La BCE relève ses taux d'intérêt pour la première fois en trois ans alors que la guerre en Iran alimente l'inflation

Milos Schmidt

La BCE relève ses taux d’intérêt pour la première fois en trois ans alors que la guerre en Iran alimente l’inflation

La Banque centrale européenne a relevé son taux de facilité de dépôt de 0,25% à 2,25%, marquant un retour décisif au resserrement alors que la guerre en Iran pousse l’inflation de la zone euro à son plus haut niveau depuis près de trois ans.

La Banque centrale européenne a relevé ses taux d’intérêt pour la première fois en près de trois ans, faisant passer son taux de facilité de dépôt de 2 % à 2,25 % à l’issue de la réunion de son conseil des gouverneurs de jeudi.

La BCE définit la politique monétaire de la zone euro à travers trois taux d’intérêt directeurs, le taux de la facilité de dépôt servant de principale référence politique.

Le taux de la facilité de dépôt de la BCE a été relevé pour la dernière fois en septembre 2023, lorsqu’il a atteint son sommet de 4,0 % après un cycle de resserrement destiné à stabiliser la crise inflationniste post-pandémique.

La BCE a également relevé le taux de ses principales opérations de refinancement à 2,4% et celui de sa facilité de prêt marginal à 2,65%.

La hausse des taux d’intérêt directeurs marque un net renversement du cycle d’assouplissement qui avait défini l’approche de la BCE pendant une grande partie de 2025 et, avec une inflation de la zone euro atteignant 3,2 % en mai, son plus haut niveau depuis septembre 2023, portée par une hausse de 10,9 % des prix de l’énergie.

Essentiellement, le conseil d’administration a conclu que l’inaction n’était plus tenable.

Avant la réunion de jeudi, les marchés financiers avaient prévu une hausse avec une quasi-certitude alors que les membres du conseil des gouverneurs de la BCE ont signalé une hausse des taux en juin, tant du côté belliciste que conciliant du spectre.

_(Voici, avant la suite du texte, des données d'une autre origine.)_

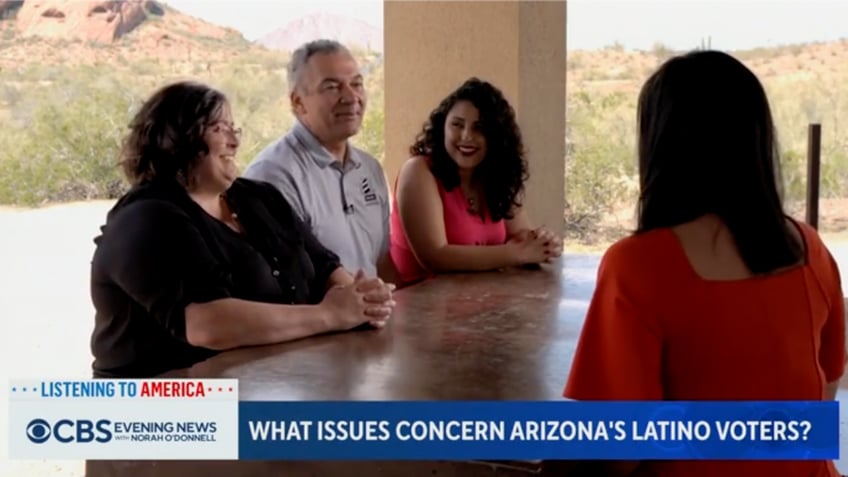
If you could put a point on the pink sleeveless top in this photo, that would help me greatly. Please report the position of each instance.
(461, 228)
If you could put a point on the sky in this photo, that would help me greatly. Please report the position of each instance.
(636, 24)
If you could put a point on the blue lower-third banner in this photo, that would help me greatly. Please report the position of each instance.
(538, 430)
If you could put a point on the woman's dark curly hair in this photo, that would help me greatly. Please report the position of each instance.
(166, 135)
(503, 172)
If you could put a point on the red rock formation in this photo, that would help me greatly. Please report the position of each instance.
(6, 5)
(99, 21)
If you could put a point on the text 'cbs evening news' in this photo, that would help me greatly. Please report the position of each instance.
(203, 419)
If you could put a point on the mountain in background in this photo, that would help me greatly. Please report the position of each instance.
(349, 31)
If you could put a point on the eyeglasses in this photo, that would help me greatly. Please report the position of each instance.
(219, 127)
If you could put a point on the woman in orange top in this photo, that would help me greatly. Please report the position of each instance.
(719, 295)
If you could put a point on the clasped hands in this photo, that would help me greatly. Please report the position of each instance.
(366, 300)
(537, 245)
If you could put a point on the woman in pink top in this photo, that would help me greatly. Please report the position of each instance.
(457, 200)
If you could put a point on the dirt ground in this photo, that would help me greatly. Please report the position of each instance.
(46, 312)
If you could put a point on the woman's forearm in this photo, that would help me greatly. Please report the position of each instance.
(470, 258)
(232, 323)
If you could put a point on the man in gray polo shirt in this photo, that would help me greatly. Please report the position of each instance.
(338, 190)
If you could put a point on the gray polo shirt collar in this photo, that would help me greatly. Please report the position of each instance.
(318, 153)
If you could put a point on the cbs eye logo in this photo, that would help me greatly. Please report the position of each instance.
(66, 431)
(38, 431)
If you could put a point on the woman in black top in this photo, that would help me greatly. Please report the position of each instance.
(193, 260)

L’économie de la zone euro sous pression

Cette hausse arrive à un moment difficile pour l’économie de la zone euro.

L’économie du bloc s’est contractée de 0,2 % au premier trimestre 2026 par rapport aux trois mois précédents, incitant les économistes à mettre en garde contre une période de stagflation – une combinaison de faible croissance, de hausse de l’inflation et de détérioration de la confiance.

L’enquête de la BCE auprès des prévisionnistes professionnels estime la croissance du PIB pour l’ensemble de l’année 2026 à seulement 0,9 %, une révision à la baisse attribuée directement à l’impact négatif de la hausse des prix de l’énergie résultant de la guerre en Iran.

L’inflation a atteint 3,2 %, son niveau le plus élevé depuis 2023, et l’inflation sous-jacente, qui exclut les composantes volatiles de l’alimentation et de l’énergie, a également grimpé de 2,2 % en avril à 2,5 % en mai, sapant ainsi tout argument selon lequel les pressions sur les prix restent limitées à la seule énergie.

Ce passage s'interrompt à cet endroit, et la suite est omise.